Totally new site. It has everything I ever wanted: project hosting, a simple blog and a simple forum. Thank you Drupal!
January 23, 2007 - Wednesday
I'm not updating this site anymore, but I'm still alive and kicking.
All the old stuff will still be left here in case tech demos happen to be your fetish. For more recent Sphere-related projects and forays, try the Spherical forums or Spheriki.
'Why "codan gaems",' you ask? Visit and find out. I think I wrote the reason somewhere in there...
July 31, 2007 - Tuesday
I'm 21 today! And I'm getting donuts. Not those cheap cop-out cinnamon donuts, but genuine iced donuts. I love me some donuts...
I'm aching for a site overhaul. One is slated for the unforseeable future. I'm taking a university course that will give me the experience I need to accomplish this, so things are looking up.
Rock on!
May 25, 2007 - Friday
Abandoned the site update idea. Just too damn ambitious. Oh well, didn't lose anything...
February 12, 2007 - Monday
Still working on it. Learning PHP, already have MySQL under my belt. This will probably be the last update before the new design at least.
January 10, 2007 - Wednesday
Still working on it. Schema was simpler than I first thought.
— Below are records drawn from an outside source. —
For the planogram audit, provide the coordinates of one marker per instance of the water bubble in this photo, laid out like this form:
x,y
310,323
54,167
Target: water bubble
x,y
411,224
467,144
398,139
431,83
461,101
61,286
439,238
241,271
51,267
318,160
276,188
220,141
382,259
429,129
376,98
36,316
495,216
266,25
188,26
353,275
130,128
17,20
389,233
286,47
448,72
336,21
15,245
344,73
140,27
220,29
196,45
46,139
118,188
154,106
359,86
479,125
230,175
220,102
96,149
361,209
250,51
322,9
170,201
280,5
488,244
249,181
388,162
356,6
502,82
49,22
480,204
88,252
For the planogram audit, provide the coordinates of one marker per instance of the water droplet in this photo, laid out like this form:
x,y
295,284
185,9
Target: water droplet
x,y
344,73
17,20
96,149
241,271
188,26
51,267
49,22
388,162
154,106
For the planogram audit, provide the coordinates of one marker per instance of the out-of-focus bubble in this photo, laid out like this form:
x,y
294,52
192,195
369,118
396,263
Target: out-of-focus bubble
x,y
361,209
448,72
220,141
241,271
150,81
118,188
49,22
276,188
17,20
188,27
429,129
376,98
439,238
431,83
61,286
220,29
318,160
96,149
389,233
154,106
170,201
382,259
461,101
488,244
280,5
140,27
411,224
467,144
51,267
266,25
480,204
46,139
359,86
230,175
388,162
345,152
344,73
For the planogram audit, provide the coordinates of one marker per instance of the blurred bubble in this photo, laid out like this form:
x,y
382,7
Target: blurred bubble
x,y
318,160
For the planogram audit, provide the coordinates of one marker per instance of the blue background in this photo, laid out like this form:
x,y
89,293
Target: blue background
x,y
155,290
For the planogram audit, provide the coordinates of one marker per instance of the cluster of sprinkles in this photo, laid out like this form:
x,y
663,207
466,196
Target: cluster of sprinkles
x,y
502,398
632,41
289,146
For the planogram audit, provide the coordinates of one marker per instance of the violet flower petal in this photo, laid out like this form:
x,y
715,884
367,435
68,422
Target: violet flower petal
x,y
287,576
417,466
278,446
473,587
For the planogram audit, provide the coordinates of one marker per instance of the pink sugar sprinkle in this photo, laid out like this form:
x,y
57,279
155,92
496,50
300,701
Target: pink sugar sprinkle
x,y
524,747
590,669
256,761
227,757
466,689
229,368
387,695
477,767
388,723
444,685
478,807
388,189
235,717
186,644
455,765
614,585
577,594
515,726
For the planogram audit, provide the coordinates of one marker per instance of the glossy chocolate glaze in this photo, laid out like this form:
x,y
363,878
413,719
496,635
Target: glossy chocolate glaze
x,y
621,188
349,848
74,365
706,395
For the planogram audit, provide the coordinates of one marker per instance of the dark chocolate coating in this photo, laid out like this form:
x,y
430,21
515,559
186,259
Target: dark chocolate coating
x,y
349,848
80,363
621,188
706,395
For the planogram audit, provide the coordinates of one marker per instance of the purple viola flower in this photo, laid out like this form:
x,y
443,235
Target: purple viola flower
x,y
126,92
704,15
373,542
Nice new design. I ain't that lazy.
December 02, 2006 - Saturday
All new site is pending, featuring a better design and a more scalable backend. That is all.
November 04, 2006 - Friday
Yep, you guessed right: busy again. But this time I've been busy and using Fluxbox to manage my windows. I must say I am enjoying this very much. It puts a whole new spin on my desktop, which I've turned useful for a change. You see, most of my desktop icons were lying dormant, never doing a thing. Those lazy icons have been substituted for small, pretty desklets. adesklets to be specific. They show the date, the weather forecast, my system status, a volume control, and a small picture of chibi Samus (just because). I have dockapps too, which additionally shows my disk usage, CPU usage, a network speed graph and a controller for XMMS, all 64 pixel-sqaure thingamabobs on the right side of my screen.
You may be wondering why the hell I've been so busy. My semester exams are rolling in. Starting with my easiest unit of study: advanced software construction. That's on Monday. Then the rest, in a week or so. Signals and Systems is going to... ah, hell, I know I'm stuffed, so I'll need to make up for that by taking an extra unit of study sometime before now and graduation.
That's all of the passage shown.